Let Freedom Ring

The Buddha saw suffering and shed tears of compassion. Seeing the genuine possibility of freedom for every single being, he taught that the heart can be free and loving in any and every circumstance. This is the Third Noble Truth – that there is an end to suffering–freedom– and it must be realized. This liberation is sometimes called Nibbana. Nibbana isn’t somewhere else like Burma or Tibet or at the end of your life. Nibbana is freedom in the midst of the 10,000 joys and the 10,000 sorrows that make up our life.

What is the definition for Nibbana? It is the end of greed, hatred and delusion–the putting out or cooling of the fires that rage in our hearts from clinging and grasping. Seeing the world for what it is–pleasure and pain, light and dark, gain and loss, praise and blame, all appearing for a time and changing from its own karmic momentum.
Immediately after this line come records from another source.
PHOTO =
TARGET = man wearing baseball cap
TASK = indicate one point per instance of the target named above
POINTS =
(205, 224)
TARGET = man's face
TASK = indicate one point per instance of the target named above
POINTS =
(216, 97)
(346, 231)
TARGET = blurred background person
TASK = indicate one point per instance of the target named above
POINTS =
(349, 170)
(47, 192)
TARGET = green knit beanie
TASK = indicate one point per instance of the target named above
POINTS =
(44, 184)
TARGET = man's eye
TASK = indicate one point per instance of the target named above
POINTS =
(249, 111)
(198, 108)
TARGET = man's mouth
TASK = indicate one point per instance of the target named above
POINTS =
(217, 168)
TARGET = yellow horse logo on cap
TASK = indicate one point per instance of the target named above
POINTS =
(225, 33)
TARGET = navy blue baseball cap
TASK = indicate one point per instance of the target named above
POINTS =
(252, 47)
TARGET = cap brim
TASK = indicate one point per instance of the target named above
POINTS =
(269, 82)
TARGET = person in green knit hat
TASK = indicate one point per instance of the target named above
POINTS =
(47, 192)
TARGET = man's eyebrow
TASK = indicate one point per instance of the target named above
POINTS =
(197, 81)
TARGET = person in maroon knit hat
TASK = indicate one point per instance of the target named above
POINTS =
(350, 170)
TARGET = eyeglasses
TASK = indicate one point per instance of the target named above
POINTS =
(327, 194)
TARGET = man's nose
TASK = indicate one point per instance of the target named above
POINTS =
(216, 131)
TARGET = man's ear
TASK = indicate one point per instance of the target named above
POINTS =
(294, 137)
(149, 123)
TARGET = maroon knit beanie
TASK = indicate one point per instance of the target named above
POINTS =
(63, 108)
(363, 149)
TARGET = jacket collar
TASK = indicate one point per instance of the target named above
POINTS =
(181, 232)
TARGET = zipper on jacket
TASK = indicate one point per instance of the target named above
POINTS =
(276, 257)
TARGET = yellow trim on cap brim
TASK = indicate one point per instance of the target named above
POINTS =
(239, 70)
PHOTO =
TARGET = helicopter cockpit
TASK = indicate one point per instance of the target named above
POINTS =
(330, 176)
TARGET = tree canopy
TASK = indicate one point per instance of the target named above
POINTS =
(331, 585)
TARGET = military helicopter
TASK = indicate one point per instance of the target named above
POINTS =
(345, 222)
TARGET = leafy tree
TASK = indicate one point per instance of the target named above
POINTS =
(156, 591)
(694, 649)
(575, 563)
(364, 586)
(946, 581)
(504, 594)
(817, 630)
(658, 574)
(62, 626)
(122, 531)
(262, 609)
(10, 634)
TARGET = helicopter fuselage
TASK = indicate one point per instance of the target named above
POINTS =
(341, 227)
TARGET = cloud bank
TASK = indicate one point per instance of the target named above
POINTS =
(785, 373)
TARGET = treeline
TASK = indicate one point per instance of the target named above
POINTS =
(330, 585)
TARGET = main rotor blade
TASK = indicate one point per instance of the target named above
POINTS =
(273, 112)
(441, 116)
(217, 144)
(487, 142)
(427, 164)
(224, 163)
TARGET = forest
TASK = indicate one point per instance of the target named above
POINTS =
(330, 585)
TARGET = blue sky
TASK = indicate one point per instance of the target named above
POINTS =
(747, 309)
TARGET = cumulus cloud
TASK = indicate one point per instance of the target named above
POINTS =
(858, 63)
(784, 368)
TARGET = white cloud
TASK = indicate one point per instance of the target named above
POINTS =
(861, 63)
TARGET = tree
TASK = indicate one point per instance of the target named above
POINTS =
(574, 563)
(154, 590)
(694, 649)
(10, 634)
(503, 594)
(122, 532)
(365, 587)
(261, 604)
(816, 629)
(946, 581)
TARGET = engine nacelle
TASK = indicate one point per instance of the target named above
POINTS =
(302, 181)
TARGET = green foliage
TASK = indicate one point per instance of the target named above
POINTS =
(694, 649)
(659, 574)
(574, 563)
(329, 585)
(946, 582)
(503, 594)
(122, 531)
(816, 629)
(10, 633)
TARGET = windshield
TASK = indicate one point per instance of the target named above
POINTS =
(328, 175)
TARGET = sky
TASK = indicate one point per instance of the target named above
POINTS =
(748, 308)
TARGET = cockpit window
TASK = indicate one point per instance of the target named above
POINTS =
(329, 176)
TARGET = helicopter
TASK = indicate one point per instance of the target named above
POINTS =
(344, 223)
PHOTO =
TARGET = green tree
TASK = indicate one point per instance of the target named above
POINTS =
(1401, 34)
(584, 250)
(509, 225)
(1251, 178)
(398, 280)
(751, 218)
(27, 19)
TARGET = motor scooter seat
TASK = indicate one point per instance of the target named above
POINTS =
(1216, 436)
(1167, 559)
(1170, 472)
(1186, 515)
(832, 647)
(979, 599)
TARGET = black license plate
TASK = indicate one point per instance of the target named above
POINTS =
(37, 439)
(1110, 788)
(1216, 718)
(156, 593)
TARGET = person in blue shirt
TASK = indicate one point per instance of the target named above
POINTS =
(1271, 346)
We see: my thoughts are appearing and disappearing, my feelings change, my body transforms, shifts, moves. We say “Oh, this is how it is–no solid self, nothing we can say is permanent, irretrievably, unchageably me or mine.” This understanding points to the way of not clinging inwardly or outwardly, a letting go, freedom.

It is important that the notion of Nibbana not be made some kind of thing that one gets to at some point. If you’ve “got it,” it’s not Nibbana. Because, at that point, there’s it, and you, and clinging. Disconnection, not freedom.

True liberation is simply profound opening in any moment. Just to be fully where we are with how it is. Liberation — the sole purpose of the teachings and practice. Just as the great oceans of the world have but one taste, the taste of salt, so the purpose of all the words, all the teachings, all the practices, is freedom– what is sometimes called in the texts, ” the sure heart’s release.” In any moment we can know this freedom, right now. This is the essence of the Third Noble Truth–the profound realization that freedom is possible. In the words of Martin Luther King, “Let freedom ring.”